Most people take it for granted that each of us is free to choose in life. But some philosophers, such as Jean-Paul Sartre, claim that most people do not really want to be free. Choices have real consequences, and freedom brings with it responsibility. People do not want to be held responsible for the consequences of their actions. What if I make the wrong decision? What if the consequences are bad? I don’t want to be held to blame! I don’t want to feel guilty. And so people seek ways to shift the responsibility on to someone or something else, whether they know they are doing this or not.
One famous way of doing this is “the devil made me do it”. But a more subtle way of shifting responsibility is to lay it upon God, or upon His representatives on earth. Sartre points out that when a person adopts a faith, they surrender some of their freedom. They surrender the freedom to decide for themselves what is right and wrong, for by subscribing to their faith’s moral code, that decision is taken out of their hands. Of course, each person is still free to choose whether to obey their faith’s moral code or not – they are still quite free and quite responsible in that sense, but they are no longer responsible for the content of the moral code itself.
Now I do not see this as a bad thing in itself. We humans are, after all, quite fallible, and we have a disturbing tendency to try to cheat to make life comfortable for ourselves. If there is a genuinely objective right and wrong in the world (as most people would agree there is), then we are much more likely to find it when God tells us what it is than when are left to work it out for ourselves. We are just far too prone to seeing things in ways that are convenient to us instead of seeing them as they really are.
But there is an variation on this that can be quite harmful and do a lot of damage. That is when we confuse the Truth of God for the teachings of men. All men are fallible, whoever they are. Jesus Himself criticised the scribes and Pharisees for teaching the precepts of men as if they were the commandments of God. Perhaps this too is a responsibility that each of us has, to do our best to distinguish between those moral laws that are of human origin and those that are divine. As a priest, it is incumbent upon me also to specify clearly to people when I am “quoting God” and when I am speaking off my own bat. There is a big difference between my encouraging someone to forgive someone who has hurt them and my encouraging someone to make a particular career choice I think suits them.

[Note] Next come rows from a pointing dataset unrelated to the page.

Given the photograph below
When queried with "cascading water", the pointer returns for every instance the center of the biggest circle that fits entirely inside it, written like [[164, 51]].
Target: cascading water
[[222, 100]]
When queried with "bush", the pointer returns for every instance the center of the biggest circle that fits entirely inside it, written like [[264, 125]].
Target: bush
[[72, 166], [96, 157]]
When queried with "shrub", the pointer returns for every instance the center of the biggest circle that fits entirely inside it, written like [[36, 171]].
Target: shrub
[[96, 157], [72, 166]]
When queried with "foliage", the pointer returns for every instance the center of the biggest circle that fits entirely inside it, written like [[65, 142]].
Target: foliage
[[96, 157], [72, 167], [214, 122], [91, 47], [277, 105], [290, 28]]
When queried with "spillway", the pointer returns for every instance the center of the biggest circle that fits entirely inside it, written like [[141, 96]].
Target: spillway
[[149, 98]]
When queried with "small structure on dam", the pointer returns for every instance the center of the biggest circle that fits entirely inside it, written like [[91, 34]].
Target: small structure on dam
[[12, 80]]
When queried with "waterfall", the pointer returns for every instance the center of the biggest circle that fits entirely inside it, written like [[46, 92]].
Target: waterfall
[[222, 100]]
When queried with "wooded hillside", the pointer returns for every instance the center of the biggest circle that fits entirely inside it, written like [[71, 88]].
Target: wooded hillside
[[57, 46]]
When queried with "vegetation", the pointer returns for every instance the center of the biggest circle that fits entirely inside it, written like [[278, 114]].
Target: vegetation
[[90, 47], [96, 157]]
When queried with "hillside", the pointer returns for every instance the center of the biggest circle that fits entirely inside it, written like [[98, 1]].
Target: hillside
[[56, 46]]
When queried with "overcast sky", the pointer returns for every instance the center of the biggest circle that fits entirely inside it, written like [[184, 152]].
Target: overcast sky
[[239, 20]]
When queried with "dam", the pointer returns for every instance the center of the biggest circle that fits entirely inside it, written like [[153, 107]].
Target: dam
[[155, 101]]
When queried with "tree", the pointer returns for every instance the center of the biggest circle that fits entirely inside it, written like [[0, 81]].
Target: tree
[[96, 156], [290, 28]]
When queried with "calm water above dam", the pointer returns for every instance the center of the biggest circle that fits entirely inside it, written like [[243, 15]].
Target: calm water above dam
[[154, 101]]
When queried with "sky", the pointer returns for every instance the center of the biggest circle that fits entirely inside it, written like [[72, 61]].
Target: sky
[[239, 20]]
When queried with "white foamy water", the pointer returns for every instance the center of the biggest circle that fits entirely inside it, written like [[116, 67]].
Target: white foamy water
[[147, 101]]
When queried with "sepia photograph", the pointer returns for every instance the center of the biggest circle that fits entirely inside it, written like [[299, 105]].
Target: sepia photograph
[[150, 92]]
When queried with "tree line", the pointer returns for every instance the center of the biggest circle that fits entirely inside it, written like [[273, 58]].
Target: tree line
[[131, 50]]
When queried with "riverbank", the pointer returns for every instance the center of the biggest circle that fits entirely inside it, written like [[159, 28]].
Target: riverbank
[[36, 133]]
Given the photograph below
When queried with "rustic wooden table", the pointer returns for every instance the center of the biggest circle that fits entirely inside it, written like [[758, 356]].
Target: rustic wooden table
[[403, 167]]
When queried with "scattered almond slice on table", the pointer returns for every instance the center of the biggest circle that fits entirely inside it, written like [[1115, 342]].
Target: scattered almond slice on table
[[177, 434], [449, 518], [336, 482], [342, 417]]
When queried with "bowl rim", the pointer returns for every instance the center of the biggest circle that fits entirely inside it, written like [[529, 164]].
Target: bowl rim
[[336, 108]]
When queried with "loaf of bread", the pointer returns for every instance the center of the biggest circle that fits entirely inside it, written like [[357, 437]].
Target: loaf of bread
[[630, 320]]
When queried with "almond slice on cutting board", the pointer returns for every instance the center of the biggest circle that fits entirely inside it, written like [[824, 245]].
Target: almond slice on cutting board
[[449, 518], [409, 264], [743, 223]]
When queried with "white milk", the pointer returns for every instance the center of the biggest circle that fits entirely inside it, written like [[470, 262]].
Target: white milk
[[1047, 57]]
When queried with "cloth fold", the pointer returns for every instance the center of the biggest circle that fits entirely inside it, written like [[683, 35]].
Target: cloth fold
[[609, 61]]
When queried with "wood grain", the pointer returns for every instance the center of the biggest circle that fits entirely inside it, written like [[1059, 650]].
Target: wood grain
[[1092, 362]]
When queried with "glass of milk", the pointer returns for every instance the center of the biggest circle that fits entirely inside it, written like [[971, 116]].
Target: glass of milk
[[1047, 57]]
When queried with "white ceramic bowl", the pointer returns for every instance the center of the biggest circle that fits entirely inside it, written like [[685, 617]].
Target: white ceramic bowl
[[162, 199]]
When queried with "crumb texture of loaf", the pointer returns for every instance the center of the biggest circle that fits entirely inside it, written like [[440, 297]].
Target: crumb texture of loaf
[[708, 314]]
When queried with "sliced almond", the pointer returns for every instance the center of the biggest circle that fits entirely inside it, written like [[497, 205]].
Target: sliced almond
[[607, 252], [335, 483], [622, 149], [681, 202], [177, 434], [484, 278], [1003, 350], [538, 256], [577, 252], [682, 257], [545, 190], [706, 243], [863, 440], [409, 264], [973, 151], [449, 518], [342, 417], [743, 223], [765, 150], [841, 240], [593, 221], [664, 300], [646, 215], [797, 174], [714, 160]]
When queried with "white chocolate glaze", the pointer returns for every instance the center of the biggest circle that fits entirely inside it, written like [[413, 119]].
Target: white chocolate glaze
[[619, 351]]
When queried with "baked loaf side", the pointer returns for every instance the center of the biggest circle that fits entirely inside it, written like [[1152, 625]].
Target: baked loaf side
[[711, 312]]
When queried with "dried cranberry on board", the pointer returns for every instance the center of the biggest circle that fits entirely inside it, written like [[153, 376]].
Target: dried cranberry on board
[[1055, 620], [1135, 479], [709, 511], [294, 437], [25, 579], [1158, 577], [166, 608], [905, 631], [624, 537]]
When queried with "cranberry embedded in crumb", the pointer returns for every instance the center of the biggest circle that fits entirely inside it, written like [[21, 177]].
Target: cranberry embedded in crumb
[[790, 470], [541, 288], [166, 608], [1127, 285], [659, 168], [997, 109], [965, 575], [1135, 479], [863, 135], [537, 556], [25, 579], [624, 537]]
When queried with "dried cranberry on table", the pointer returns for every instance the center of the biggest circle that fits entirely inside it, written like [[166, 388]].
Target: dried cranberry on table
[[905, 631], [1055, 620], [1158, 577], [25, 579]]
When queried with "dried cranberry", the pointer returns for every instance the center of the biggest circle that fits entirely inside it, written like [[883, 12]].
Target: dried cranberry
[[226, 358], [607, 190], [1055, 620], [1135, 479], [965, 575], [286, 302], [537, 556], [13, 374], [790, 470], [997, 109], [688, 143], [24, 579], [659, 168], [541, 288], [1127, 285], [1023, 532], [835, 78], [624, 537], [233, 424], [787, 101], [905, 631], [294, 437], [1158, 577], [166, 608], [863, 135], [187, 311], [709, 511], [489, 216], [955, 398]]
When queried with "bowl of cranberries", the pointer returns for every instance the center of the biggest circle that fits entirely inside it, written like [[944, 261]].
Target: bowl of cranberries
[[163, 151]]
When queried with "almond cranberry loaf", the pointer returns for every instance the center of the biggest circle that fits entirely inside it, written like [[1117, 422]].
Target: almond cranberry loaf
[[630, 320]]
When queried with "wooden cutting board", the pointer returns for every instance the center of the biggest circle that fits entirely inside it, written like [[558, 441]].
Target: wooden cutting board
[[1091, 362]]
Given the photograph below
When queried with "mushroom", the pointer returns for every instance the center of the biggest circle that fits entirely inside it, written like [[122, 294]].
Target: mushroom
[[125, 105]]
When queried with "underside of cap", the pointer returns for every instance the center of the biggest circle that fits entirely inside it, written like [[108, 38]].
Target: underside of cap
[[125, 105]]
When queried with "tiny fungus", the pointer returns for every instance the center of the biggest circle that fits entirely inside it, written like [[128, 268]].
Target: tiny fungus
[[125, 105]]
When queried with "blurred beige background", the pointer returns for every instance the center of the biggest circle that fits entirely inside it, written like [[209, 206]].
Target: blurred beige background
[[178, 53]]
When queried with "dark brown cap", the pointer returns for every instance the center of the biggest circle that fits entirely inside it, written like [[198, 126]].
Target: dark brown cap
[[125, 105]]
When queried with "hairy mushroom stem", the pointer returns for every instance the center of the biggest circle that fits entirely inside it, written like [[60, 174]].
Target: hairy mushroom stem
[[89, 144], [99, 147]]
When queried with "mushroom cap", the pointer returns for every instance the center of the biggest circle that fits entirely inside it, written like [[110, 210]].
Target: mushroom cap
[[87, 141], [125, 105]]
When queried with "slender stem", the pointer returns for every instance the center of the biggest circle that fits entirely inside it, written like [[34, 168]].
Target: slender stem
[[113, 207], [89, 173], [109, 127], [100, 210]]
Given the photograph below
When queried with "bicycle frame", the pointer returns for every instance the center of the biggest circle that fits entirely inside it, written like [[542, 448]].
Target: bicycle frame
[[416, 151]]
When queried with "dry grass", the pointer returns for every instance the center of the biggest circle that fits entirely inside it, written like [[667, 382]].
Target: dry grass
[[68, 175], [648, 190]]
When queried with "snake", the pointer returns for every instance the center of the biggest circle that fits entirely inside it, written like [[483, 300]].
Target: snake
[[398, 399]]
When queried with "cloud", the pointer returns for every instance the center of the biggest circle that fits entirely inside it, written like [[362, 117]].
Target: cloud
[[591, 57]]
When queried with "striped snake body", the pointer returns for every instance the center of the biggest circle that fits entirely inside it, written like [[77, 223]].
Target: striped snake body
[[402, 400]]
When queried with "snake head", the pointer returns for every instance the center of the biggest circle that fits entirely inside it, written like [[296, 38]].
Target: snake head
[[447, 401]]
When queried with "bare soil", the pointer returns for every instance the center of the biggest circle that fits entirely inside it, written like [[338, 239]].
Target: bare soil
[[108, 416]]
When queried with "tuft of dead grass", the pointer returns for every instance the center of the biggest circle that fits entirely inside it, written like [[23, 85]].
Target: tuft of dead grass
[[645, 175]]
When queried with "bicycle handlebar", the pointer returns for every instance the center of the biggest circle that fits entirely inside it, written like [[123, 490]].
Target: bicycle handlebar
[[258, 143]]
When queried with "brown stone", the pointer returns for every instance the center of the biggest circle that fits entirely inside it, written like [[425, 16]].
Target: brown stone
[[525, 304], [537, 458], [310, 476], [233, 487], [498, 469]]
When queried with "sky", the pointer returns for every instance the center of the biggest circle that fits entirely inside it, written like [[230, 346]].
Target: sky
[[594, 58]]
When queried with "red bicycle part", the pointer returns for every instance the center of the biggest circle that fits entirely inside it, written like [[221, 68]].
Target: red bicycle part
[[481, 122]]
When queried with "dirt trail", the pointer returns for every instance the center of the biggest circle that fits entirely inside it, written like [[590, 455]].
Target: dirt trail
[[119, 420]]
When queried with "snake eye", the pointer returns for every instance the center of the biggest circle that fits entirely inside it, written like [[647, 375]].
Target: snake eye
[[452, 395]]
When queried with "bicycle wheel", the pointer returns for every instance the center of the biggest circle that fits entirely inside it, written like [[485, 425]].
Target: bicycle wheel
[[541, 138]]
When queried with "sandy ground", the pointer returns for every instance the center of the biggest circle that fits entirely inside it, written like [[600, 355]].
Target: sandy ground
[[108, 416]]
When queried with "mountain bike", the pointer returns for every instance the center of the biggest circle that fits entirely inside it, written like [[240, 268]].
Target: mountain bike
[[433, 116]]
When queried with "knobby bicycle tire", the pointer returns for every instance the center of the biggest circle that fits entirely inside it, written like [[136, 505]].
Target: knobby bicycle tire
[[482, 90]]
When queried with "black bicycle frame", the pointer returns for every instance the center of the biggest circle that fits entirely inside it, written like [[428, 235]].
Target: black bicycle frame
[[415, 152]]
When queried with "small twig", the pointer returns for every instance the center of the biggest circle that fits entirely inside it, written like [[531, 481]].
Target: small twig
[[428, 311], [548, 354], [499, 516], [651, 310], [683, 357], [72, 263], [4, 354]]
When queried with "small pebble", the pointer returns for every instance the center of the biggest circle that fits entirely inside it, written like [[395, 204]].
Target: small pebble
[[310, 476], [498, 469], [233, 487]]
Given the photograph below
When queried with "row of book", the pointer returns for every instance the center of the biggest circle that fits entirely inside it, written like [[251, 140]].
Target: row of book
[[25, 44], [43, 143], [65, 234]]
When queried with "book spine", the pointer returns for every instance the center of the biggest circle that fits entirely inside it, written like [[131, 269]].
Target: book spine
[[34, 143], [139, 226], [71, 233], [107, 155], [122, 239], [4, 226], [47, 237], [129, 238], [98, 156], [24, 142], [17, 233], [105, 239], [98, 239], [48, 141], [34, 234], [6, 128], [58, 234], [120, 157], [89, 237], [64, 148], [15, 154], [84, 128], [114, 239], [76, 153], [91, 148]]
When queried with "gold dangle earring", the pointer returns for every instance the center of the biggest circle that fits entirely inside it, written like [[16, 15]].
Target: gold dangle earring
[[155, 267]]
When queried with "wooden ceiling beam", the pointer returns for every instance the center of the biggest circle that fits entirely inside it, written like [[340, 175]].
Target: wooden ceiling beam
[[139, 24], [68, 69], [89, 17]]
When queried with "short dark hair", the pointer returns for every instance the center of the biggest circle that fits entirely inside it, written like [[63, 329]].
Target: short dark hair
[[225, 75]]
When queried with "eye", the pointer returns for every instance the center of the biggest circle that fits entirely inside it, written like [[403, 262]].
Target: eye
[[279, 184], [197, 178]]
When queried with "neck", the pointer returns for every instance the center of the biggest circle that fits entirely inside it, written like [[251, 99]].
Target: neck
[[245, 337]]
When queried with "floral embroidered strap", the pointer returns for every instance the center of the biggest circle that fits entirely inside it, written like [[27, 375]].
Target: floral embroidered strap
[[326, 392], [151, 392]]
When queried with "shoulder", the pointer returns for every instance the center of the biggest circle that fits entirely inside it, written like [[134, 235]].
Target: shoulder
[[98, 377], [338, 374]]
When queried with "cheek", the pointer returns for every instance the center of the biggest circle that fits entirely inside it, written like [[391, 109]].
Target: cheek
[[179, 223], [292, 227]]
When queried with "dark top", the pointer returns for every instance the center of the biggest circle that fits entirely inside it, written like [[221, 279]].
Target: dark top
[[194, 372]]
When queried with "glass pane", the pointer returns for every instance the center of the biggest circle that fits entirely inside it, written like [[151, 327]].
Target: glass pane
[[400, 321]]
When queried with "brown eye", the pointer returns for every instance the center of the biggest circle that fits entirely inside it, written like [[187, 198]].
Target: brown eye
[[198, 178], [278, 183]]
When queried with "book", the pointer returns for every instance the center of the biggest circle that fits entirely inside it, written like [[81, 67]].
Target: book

It is a sin to surrender your freedom to another human being. Just as we cannot say, “the devil made me do it”, neither will the excuse, “but I was just following orders” carry any weight. Few people today would excuse the foot soldiers responsible for carrying out the atrocities of Nazi Germany or Bosnia because they were “just following orders”. And yet, we humans appear to have a disturbing need to obey even the worst of orders. The famous experiments of Stanley Milgram last century are testimony to that horrible reality about us.
Yet this disturbing tendency seems to crop up in all aspects of life. For example, many employees are daily tested as to whether they will follow orders and do things they know or at least suspect deep down to be immoral. Students in a school playground are daily tested as to whether they will just follow the crowd or the popular kids instead of standing up for what they know to be right.
And it happens in Churches too. How many people in the Catholic Church were aware or at least strongly suspicious of the terrible child abuse that is only now being gradually uncovered? Why did so many otherwise decent, compassionate and honest people remain silent about it? Quite simply, because they were told to, whether overtly or implicitly, by the hierarchy of the Church. And they surrendered their responsibility to these leaders. As a result of this silence, the abuse continued for far longer and spread far further than it should have.
There are practical reasons for accepting responsibility. Protestant Pastor Martin Niemoller was imprisoned for taking personal responsibility for speaking out against the Hitler regime. His chilling words illustrate one of these reasons:
First they came for the Socialists, and I did not speak out – because I was not a Socialist.
Then they came for the Trade Unionists, and I did not speak out – because I was not a Trade Unionist.
Then they came for the Jews, and I did not speak out – because I was not a Jew.
Then they came for me – and there was no one left to speak for me.
As Christians, we cannot live alone. We do not have the luxury of saying, ‘it’s fine, so long as I am alright’. As the Desert Father said, ‘our life and death is with our brothers’. Anything that hurts another human being hurts me, for we all share the same image of God. As Christians, we are our brother’s and sister’s keepers. This is what divine love means. This is the love modelled by Jesus ‘who, being in the form of God, did not consider it robbery to be equal with God, but made Himself of no reputation, taking the form of a bondservant, and coming in the likeness of men. And being found in appearance as a man, He humbled Himself and became obedient to the point of death, even the death of the cross’ (Philippians 2:6-8).
Whether we like it or not, we are free. It was God who created us free. Free to help or ignore others in need. Free to stand silently by while atrocities and injustices are perpetrated, or to speak against them, whatever the cost. And yes, we can try to surrender this freedom to make life a little less scary for ourselves, but the price for such a surrender is high, O so high! It is nothing less than our very humanity itself.